Changes in the updated consensus statement

Section Update in 2016 statement
CTCL It is recommended that the treatment schedule may be continued in patients with a complete, partial or minimal response as opposed to treatment taper. This is in keeping with other treatments for advanced MF/SS, which should be continued whilst a clinical benefit is derived and cessation of therapy is not recommended whilst a response is durable. This is because there are no curative therapies for CTCL and, in some patients, durable responses >5 years are shown with ECP, which is markedly improved compared to the median survival of advanced stage patients around 3 years (Appendix S2)

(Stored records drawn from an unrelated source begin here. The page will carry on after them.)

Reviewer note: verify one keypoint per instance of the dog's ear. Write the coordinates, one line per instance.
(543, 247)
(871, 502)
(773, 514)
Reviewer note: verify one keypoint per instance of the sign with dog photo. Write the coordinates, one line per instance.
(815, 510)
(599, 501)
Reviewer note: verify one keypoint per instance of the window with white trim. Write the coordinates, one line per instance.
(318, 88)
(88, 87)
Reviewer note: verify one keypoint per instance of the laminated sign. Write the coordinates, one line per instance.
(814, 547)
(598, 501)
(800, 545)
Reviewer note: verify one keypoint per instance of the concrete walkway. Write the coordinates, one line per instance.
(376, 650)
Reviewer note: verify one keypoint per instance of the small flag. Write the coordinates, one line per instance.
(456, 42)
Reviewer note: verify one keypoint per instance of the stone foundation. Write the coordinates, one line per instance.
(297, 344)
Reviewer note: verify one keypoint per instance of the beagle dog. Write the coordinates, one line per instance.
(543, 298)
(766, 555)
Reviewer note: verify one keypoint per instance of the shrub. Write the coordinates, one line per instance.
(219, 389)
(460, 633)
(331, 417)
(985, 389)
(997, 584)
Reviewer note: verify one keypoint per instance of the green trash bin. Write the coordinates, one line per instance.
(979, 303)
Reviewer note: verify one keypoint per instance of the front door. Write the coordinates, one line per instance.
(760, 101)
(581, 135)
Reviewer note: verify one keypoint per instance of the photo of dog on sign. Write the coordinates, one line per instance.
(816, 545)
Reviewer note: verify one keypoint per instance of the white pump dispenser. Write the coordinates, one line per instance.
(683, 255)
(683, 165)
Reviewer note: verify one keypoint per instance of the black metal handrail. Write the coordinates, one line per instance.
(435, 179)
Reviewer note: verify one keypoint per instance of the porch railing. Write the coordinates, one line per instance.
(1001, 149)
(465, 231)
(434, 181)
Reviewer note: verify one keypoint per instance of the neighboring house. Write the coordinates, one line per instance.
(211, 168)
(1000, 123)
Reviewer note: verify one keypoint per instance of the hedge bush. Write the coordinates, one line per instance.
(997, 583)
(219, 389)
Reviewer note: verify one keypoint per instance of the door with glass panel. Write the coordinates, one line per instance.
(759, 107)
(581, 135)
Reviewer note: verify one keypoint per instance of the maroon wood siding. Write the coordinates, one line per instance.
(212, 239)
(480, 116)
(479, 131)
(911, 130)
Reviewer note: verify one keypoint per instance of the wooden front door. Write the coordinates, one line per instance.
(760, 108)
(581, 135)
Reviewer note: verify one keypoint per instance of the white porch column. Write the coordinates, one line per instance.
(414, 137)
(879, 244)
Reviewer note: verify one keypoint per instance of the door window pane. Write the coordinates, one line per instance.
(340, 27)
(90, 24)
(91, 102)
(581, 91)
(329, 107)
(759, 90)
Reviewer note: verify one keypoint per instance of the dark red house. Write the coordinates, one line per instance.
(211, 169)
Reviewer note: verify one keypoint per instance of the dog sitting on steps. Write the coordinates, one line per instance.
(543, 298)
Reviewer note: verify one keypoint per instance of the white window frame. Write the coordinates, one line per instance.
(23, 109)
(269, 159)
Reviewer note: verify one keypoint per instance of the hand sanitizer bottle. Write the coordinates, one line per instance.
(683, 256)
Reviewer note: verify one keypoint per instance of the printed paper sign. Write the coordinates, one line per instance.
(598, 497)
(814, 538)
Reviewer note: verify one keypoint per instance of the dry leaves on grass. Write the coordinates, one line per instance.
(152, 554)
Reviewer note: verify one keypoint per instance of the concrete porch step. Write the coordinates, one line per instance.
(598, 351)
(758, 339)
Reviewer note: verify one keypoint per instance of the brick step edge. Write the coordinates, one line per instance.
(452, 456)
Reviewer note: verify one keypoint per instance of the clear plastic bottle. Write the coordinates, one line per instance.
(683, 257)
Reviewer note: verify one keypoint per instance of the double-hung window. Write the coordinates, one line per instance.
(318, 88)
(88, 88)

Acute GvHD New section, with recommendations on patient selection, treatment schedule, assessment criteria and steroid taper (Appendix S3). Literature review updated to include adults and paediatrics
Chronic GvHD Update to assessment of response using National Institutes of Health criteria (Lee et al, 2015) – Appendix S4
Solid organ transplantation New section on the use of ECP in solid organ transplantation
Technical considerations New section with the use of closed system CELLEX (Therakos, Exton, PA USA), significantly shortening treatment times, allowing double needle access and treatment of lower body weight patients (<40 kg) low body weight is no longer an exclusion criteria
Update on technical aspects of administration of ECP, including complications and their management (Appendix S5)
Quality management New section setting out a modular Quality Assurance programme (Appendix S6)

CTCL, cutaneous T‐cell lymphoma; ECP, extracorporeal photopheresis; GvHD, graft‐versus‐host disease; MF, mycosis fungoides; SS, Sézary syndrome.